10813 ; —————————————————————————————————————————————————————————————
10814 ;
10815 mnetabam .byte ops0 | am_nam ; $00 BRK
10816 .byte ops1 | am_indx ; $01 ORA (dp,X)
10817 .byte ops1 | am_nam ; $02 COP
10818 .byte ops1 | am_stk ; $03 ORA dp,S
10819 .byte ops1 | am_nam ; $04 TSB dp
10820 .byte ops1 | am_nam ; $05 ORA dp
10821 .byte ops1 | am_nam ; $06 ASL dp
10822 .byte ops1 | am_indl ; $07 ORA [dp]
In the above table,
OPS0,
OPS1, etc., are the operand size in bytes (
OPS0 means no operand,
OPS1 is a one byte operand, etc.) and the UNIX pipe symbol is the assembler's logical OR operator. The
AM_... symbols are the addressing mode indices, which are defined as follows (another excerpt):
Code:
0992 ; addressing mode translation...
0993 ;
0994 0000 am_nam =%0000 ;(0) no symbol
0995 0001 am_imm =%0001 ;(1) #
0996 0002 am_adrx =%0010 ;(2) dp,X or addr,X
0997 0003 am_adry =%0011 ;(3) dp,Y or addr,Y
0998 0004 am_ind =%0100 ;(4) (dp) or (addr)
0999 0005 am_indl =%0101 ;(5) [dp] or [addr]
1000 0006 am_indly =%0110 ;(6) [dp],Y
1001 0007 am_indx =%0111 ;(7) (dp,X) or (addr,X)
1002 0008 am_indy =%1000 ;(8) (dp),Y
1003 0009 am_stk =%1001 ;(9) dp,S
1004 000A am_stky =%1010 ;(10) (dp,S),Y
1005 000B am_rsrva =%1011 ;(11) reserved
1006 000C am_rsrvb =%1100 ;(12) reserved
1007 000D am_rsrvc =%1101 ;(13) reserved
1008 000E am_rsrvd =%1110 ;(14) reserved
1009 000F am_move =%1111 ;(15) MVN/MVP sbnk,dbnk
Other tables are used to translate between the symbolic form of an operand, e.g., the
($01,S),Y part of an
LDA ($01,S),Y instruction, and the opcode that corresponds to that particular addressing mode,
$B3 in this case (the resulting machine code would be
$B3 $01). In the case of the '816, such translation is somewhat complicated by the irregular syntax of some instructions, such as
MVN SBNK,DBNK, where
DBNK is actually the second byte in the three byte assembled instruction—the assembled code has
SBNK and
DBNK reversed in memory. The stack relative instructions are another such case, due to the presence of the
,S in the operand syntax. To resolve all syntax matters, I use one table that contains the ASCII form of each possible operand syntax and a corresponding look-up table to relate the syntactical form to the addressing mode index bits. The tables are bidirectional, so they can be used to disassemble instructions as well.
As the '816 can use 24 bit operands with many instructions (e.g.,
LDA $123456), some code shenanigans were required to deal such situations. In general, the rule is "least fit," meaning use the machine opcode to which the smallest form of the operand will fit. For example, if I code
JMP $000012, the assembler will assemble the instruction as
$4C $12 $00 (
JMP $0012), since JMP can accept either a two or three byte address and the entered address, $12, can be minimally resolved to two bytes. Coding
JMP $012345 will result in
$5c $54 $32 $01 (
JMP $012345)—note the
$5C opcode, which is a jump to another bank instruction.

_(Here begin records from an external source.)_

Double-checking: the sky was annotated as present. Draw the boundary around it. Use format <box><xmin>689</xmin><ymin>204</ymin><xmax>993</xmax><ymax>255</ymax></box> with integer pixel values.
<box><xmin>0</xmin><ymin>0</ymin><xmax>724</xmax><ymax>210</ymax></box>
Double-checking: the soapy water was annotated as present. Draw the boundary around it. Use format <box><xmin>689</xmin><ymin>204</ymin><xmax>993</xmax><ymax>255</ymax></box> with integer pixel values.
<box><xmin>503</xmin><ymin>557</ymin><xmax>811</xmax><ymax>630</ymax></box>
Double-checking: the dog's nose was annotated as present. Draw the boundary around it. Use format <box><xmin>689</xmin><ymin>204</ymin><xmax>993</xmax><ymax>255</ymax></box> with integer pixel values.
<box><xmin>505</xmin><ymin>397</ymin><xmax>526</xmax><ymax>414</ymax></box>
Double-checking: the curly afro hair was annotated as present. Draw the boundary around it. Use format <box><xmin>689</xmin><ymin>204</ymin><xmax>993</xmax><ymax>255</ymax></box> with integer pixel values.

Immediate mode instructions that can accept either 8 or 16 bit operands are also subjected to the "least fit" rule, so coding
LDA #$0012 assembles to
$A9 $12, even though the apparent intention is to assemble the instruction with a 16 bit operand. As "least fit" in this case can alter the program in an undesirable way, I devised a syntactical method to force the assembler to assemble a 16 bit operand, even though the MSB is zero. If the programmer precedes the operand with a
| (UNIX pipe) the operand will be assembled as 16 bits. Hence
LDA |#$12 will result in
$A9 $12 $00 (
LDA #$0012). This sort of chicanery is necessary because, unlike the above
JMP examples, as well as other instructions that can use 24 bit addresses as operands, there is no opcode difference when assembling 8 bit immediate operands vs. 16 bits—the resolution comes from how the M and X bits in the status register are conditioned at run time.
Anyhow, this ran on a bit longer than originally intended and wasn't meant to be a diatribe on assembler algorithms. My point was that C.R. Bond's assembler is simplistic in the sense that going outside of the realm of the NMOS 6502 will produces complications that his code would not readily handle. This statement, however, is not meant to denigrate his work in any way.